Biz, her şeyin ama her şeyin göbeğinde olduğunu düşündüğümüz Fransa ve İsviçre’nin hemen yamacında bu hislerle harman olurken, esasında Dünya Kupası özelinde kazın ayağının pek öyle olmadığını da unutuyoruz: Dünya Kupası Brezilya’da düzenleniyor ve bu kez birkaç haftalığına da olsa “Fransızlar” ve “İsviçreliler”, “göçmen” kuşlar gibi denizleri aşıyorlar. “Çok uzakta” olduklarını düşündüğümüz Ekvador ve Honduras ise belki de düşündüğümüzden daha yakın bir yerde, bizlere gülümseyerek bakıyor. İsviçre, “1 Milyon Müslüman” uyarıları yaparken, ülkeye [özellikle de müslüman] göçmen girişini sınırlayan yasaları birer birer geçirirken, benim başörtülü bacılarım inançları yüzünden okullarından ayrı bırakılırken (pardon, istemeden oldu!); Honduras’ın, Filistin’i bağımsız bir devlet olarak tanıdığını biliyor muydunuz? Ya da Wikileaks kahramanı Julian Assange’ın 19 Ağustos 2012 tarihinden bu yana Ekvador’un Londra’daki büyükelçiliğinde kaldığını kaç kişi bir anda hatırlayabiliyor? Ekvador Devlet Başkanı Rafael Correa Delgado hem İngiltere’ye hem de Assange’ın peşindeki İsveç’e ve tabii ABD’ye sert mesajlar gönderirken, esasında öyle çok da “her şeyin göbeğinden çok uzakta” bir görüntü sergilemiyor. (Delgado sürekli olarak, ‘İngiltere’nin insan haklarını çiğnediğini, Assange’ın büyükelçiliklerinde 30 yıl kalması gerekirse 30 yıl kalacağını’ tekrarlayıp duruyor. SAĞLAM İRADE!)

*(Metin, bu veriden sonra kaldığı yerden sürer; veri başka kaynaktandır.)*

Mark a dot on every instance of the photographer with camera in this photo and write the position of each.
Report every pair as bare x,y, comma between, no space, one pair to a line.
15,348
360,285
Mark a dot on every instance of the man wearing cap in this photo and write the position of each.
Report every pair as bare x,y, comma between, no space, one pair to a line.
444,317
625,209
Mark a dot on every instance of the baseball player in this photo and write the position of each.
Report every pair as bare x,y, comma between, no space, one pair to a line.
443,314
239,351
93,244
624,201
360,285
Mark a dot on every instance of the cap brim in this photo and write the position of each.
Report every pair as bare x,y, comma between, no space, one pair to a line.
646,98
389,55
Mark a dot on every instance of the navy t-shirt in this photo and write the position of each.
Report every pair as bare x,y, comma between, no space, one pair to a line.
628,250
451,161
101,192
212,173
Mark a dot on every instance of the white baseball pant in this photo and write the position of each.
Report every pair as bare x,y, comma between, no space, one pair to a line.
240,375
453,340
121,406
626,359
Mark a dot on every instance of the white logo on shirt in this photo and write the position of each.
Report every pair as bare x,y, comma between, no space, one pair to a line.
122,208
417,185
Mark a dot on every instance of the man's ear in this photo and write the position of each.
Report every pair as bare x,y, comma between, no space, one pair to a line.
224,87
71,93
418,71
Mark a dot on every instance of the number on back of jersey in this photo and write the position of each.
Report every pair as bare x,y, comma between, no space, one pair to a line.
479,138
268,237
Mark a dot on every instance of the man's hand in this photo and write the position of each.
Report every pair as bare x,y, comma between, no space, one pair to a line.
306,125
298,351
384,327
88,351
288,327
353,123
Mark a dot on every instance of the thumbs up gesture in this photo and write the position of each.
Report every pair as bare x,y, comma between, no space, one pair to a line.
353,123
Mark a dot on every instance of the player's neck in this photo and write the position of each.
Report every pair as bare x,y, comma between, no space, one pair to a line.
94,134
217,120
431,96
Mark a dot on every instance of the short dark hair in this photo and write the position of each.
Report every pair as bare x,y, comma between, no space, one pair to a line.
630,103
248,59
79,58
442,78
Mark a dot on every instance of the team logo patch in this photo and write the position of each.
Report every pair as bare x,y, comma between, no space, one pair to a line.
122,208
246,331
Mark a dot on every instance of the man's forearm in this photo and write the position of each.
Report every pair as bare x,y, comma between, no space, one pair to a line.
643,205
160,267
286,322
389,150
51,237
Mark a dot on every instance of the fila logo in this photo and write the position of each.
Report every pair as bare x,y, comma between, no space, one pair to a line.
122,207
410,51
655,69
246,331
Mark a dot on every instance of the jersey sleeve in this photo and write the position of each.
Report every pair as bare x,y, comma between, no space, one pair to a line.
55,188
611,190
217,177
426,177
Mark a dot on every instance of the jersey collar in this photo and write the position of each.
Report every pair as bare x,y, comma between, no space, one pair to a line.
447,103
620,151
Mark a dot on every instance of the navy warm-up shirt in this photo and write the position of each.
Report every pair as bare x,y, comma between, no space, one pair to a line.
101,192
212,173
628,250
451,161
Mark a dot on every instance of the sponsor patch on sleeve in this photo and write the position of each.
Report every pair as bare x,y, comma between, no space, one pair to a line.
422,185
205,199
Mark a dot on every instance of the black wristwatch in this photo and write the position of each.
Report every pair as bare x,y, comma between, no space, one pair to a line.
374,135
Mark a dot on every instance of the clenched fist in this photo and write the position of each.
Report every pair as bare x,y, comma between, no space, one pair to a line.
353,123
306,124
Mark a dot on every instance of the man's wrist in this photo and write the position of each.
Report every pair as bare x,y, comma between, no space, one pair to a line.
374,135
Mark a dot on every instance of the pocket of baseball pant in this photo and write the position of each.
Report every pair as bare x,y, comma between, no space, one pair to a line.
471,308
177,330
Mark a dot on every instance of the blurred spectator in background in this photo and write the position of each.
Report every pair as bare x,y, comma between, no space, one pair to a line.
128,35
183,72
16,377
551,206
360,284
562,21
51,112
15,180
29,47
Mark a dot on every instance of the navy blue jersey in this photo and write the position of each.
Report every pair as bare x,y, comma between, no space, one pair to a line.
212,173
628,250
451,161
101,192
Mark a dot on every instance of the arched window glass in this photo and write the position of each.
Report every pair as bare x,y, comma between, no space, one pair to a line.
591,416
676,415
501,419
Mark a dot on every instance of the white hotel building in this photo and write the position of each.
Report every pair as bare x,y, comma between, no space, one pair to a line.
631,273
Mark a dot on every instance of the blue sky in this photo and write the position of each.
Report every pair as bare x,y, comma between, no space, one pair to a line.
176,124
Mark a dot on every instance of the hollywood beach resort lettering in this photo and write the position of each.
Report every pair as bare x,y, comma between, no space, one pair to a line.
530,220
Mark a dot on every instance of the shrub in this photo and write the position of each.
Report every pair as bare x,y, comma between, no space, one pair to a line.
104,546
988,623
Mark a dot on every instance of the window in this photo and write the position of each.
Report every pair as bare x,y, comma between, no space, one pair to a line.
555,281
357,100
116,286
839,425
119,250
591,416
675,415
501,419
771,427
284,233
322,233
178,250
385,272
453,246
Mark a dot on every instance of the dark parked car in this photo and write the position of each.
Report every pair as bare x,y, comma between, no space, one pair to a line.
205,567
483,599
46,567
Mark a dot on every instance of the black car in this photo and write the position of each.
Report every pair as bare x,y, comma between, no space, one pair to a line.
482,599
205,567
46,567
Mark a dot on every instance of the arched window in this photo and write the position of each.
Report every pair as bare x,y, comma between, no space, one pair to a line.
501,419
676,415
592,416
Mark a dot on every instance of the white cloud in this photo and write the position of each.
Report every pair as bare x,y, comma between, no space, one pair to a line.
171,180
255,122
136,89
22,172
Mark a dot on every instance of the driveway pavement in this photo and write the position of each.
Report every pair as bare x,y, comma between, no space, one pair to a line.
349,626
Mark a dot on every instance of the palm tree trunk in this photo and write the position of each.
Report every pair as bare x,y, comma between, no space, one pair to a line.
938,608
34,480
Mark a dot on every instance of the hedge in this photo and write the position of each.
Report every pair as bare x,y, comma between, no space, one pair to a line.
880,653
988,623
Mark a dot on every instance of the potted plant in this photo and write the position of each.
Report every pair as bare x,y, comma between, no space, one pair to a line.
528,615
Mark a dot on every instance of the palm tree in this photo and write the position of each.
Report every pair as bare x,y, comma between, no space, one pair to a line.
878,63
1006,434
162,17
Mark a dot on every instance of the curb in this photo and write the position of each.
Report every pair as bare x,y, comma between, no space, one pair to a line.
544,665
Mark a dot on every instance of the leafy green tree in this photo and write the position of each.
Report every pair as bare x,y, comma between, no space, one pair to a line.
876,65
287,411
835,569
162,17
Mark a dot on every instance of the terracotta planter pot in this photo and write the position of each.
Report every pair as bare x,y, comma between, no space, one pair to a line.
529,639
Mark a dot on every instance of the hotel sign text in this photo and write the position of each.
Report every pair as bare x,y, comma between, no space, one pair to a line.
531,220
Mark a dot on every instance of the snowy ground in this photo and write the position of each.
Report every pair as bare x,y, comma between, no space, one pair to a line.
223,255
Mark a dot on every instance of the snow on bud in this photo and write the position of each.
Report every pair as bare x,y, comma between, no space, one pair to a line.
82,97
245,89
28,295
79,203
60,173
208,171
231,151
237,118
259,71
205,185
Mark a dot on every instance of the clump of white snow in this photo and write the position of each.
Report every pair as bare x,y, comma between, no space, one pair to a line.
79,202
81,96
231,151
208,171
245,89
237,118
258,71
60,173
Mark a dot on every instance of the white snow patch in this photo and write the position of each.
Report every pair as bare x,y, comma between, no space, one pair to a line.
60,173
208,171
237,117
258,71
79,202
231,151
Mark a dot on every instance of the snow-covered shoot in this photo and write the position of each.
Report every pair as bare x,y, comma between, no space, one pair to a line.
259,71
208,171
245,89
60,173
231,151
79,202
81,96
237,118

Tüm bunlardan sonra, yine Cezayir asıllı bir edebiyat kahramanı Albert Camus’dan ödünç alarak diyebilirim ki; bu grupta kimin “yabancı” olduğu belli değil –işte melankoli de buradan kaynaklanıyor. “Eski Kıta’nın Göbeği vs. Amerika Kıtasının Göbeği” şeklinde, Atlas Okyanusu’nun da yardımıyla ikişerli gruplara ayrılan dörtlü, birbirlerinden çok farklı mecralarda, nice şekillerde ayrılıyor –mesafeler, coğrafi koşullar yetmezmiş gibi. Futbol sevgisiyle dolup taşan dedem, neredeyse her maçta farklı bir takım tutardı, çünkü neredeyse her maçın farklı bir kaybedeni olurdu. İşte tam da o hesapla; “gönüllerin şampiyonu” payesinin öncelikli sahipleri Ekvador ve Honduras’ın karşısında, çelişkileriyle bin bir kafa karışıklığının üstesinden gelmeye çalışan Fransa ve İsviçre’nin de en az onlar kadar bu payede iddiaları var –günümüzün yeni gerçekliğinde.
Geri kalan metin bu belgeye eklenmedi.